Ма осуждающе зацокала языком, но Гарриет отмахнулась:
– Все в порядке. Что ж, Ясмин, в таком случае почему бы тебе меня не просветить?
Она была не уверена, что сможет это объяснить. Все выжидающе уставились на нее. Ее разозлило, что Гарриет объявила Ранию самобытной. Это подразумевало, что Ясмин не такова. А может, и нет. Но в любом случае это вредная категория оценки. А как насчет Ма? Предала ли она свою мусульманскую идентичность? Как сказала бы Ма, Аллах видит сердце человека, и, если это не так, то ей нет места в лоне своей религии. Каким образом ношение хиджаба связано с жизнью своим умом? У Рании много убеждений, и тряпка, повязанная вокруг головы, их никоим образом не отражает.

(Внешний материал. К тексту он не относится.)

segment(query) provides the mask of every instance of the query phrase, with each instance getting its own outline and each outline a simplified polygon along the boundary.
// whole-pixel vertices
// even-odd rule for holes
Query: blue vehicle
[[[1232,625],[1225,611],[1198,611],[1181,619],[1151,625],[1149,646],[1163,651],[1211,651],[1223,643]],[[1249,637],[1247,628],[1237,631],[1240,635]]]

Вспышка выключила телевизор. Ма стала возиться с отрезом лиловой ткани.
– Я сварю кофе, – сказал Джо.
– Для меня не вари, – сказала Вспышка. – Мне уже пора.
– Ах да, – сказала Гарриет, – тот малый из нидерландского театра. Bonne chance! Удачи! Впрочем, разумеется, это ему повезет, если ты доверишь ему свою постановку.
– Если бы Рания жила в Иране, – сказала Ясмин, – то присоединилась бы к зарождающемуся движению против хиджабов. Возглавила бы его. Сорвала бы с себя головной платок. Разъезжала бы за рулем с ветром в волосах и выкладывала это в соцсетях.
Все рассмеялись. Пискнуло уведомление о новом сообщении, и Ма порылась в своей корзинке. С минуту поглазев на экран, она подняла телефон над головой:
– Аль-хамду ли-Ллях! Она родилась! Малышка родилась! Прохлада моих глаз! Она здесь!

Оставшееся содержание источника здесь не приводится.